Wow I thought a firewood Split had to be around 500° just to combust without flame.. Hard to keep my stove top temp that high for 10 hours
At first, yes. The exact temp varies (with wood species among other things) but I think it is something like 450*F ish...but time and heat (pyrolysis) makes it drop...I've read reports of wood igniting from a heat source that was under 200*F with no open flame...granted, it was in an old building and the wood had experienced decades of pyrolysis.
Sad, but we see pictures of guys doing it then posting on the Internet. So some dummy who can't think for himself see it and sure enough, has to try it...

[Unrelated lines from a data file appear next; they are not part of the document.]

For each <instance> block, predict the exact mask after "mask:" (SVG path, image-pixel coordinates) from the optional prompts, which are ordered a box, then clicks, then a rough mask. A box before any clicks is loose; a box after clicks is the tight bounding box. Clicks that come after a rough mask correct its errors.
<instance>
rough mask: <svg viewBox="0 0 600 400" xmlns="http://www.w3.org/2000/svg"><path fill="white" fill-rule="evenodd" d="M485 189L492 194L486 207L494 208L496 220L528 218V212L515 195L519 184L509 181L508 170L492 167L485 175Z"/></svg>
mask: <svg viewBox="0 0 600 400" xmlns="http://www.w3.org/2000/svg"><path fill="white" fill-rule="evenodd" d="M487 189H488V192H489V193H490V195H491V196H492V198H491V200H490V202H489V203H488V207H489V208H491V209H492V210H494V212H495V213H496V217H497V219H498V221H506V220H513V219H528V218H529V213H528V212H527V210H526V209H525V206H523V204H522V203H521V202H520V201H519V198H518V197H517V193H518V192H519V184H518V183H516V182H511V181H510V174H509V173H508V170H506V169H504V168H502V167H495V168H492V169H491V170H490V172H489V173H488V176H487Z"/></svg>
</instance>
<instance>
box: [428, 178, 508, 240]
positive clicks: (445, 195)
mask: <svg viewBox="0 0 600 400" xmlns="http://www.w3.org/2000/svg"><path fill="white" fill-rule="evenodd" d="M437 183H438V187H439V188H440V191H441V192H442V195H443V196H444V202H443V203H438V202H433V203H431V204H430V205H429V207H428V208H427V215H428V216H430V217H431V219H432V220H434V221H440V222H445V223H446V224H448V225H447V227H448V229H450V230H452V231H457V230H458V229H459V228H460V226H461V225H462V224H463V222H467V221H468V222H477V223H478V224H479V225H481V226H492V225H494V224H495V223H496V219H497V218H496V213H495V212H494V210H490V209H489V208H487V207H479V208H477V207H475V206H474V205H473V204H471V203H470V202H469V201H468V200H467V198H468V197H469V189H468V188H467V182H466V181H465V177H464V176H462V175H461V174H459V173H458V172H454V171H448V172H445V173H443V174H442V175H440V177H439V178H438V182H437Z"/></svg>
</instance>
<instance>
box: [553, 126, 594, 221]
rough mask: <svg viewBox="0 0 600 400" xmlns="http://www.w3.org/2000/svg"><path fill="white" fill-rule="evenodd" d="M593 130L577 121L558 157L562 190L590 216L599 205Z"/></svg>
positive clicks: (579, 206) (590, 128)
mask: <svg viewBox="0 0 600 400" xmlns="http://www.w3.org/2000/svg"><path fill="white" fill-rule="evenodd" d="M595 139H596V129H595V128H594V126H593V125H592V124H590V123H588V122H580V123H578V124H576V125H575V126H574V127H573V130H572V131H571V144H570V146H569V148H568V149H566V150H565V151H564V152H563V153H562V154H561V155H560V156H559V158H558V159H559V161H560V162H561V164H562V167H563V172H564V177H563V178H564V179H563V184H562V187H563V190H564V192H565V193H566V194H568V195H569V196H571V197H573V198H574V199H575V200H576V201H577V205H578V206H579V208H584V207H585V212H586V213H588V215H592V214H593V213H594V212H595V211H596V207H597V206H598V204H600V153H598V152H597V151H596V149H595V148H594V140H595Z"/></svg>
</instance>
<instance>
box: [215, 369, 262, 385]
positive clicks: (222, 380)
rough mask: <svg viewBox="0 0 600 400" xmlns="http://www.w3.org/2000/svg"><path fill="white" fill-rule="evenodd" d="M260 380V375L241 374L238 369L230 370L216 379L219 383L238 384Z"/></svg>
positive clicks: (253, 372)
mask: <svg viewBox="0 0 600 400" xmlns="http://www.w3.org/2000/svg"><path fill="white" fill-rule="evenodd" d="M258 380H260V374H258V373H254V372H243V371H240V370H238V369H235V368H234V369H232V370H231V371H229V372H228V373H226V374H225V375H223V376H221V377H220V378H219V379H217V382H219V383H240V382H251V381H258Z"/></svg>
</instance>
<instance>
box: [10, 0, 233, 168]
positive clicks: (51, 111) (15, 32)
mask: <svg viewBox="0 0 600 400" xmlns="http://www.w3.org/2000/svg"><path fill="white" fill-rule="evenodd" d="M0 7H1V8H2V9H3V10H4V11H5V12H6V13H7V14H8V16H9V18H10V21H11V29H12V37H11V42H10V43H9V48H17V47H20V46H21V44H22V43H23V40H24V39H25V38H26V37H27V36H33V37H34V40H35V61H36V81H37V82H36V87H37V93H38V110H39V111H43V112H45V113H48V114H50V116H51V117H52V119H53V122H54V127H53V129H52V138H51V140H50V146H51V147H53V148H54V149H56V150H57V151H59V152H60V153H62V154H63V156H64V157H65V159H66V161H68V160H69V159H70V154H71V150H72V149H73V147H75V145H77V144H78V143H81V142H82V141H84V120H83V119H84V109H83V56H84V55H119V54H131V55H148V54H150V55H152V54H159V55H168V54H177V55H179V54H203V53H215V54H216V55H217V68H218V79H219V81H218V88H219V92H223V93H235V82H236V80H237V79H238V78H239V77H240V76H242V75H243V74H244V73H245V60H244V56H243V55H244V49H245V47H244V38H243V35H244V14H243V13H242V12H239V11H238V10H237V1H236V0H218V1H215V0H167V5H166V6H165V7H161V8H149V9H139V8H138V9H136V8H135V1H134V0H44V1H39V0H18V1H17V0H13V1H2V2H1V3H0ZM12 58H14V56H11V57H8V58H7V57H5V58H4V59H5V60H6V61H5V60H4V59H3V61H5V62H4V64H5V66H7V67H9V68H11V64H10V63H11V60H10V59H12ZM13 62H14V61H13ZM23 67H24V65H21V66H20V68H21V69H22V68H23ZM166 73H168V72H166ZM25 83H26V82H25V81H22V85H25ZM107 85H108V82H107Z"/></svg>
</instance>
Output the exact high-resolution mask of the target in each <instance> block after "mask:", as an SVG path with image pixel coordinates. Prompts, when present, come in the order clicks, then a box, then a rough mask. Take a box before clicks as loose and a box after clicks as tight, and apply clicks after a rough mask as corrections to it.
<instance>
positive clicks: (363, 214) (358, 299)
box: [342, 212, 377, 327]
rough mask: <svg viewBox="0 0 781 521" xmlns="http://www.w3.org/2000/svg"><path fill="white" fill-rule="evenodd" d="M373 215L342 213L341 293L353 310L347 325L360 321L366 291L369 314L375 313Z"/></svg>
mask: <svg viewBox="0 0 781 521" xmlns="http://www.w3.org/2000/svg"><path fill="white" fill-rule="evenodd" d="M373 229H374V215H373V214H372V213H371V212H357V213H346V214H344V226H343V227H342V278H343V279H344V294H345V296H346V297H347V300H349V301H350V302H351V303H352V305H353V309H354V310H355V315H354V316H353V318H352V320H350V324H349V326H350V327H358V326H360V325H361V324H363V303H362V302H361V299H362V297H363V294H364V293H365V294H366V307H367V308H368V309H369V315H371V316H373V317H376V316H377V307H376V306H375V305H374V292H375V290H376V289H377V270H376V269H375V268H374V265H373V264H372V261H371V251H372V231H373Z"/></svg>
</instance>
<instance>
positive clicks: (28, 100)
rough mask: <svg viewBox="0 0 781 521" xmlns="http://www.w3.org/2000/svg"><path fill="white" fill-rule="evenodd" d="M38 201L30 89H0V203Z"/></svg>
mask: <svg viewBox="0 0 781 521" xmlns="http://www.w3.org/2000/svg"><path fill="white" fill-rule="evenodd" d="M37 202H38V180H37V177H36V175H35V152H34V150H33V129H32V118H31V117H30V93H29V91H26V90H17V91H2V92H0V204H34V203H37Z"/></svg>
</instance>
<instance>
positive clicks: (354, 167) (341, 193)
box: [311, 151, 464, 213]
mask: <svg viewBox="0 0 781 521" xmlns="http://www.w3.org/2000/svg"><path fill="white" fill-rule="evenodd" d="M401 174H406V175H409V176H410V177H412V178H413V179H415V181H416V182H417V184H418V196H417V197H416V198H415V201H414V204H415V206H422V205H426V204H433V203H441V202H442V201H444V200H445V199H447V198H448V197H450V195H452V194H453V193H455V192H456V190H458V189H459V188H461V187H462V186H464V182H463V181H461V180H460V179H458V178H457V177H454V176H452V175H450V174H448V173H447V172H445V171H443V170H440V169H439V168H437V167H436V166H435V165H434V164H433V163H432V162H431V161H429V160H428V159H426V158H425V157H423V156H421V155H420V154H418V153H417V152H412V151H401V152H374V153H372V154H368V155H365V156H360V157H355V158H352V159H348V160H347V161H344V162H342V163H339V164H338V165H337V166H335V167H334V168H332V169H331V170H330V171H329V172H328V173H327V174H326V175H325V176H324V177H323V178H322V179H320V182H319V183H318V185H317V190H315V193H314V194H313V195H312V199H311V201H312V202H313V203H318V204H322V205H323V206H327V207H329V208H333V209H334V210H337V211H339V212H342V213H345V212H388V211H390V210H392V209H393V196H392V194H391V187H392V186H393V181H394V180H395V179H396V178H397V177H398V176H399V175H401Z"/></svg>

Last year my son was drying his leather gloves on the stove and forgot about it. That smell was difficult to get rid of.
My understanding is the smoke or ignition temperature of wood decreases with drying and extreme drying can get ignition/smoke point below 300 deg F. Installation specifications for pipes and ducts consider the lower ignition temperature caused by extreme drying. Extreme drying actually changes the wood properties to approach paper characteristics.
I've been guilty of doing that myself my first year wood burning. However, only when I was home, and around the stove.
I’ve done it. A little common sense goes a long way. Infrared thermometer helps too. Closest splits usually hit about 150 with the stove at highest temps. Some nice dry heat goes a long way.
I am guilty of this...so far 3 seasons with no problems. I am thinking it depends on the stove type. My quadrafire has a outer plate on the side with a 2 inch air gap. At normal burning temps that outer plate only gets to 175 to 200 the highest. I have measured the temp of the wood many times with the stove running at it's hottest, and highest I got was 125. Maybe that guy had an old stove with direct metal contact. Even the plastic tote in the pic doesn't get any hotter than if it were in direct sunlight, and in the front is where most of the stoves heat radiates to. I am not saying it is the safest thing to do, but neither is running a gas or electric cooktop all day, or even a Crock-Pot plugged in all day. I am thinking about getting a piece of cement board to create a barrier between stove and wood if it makes the safety police happy.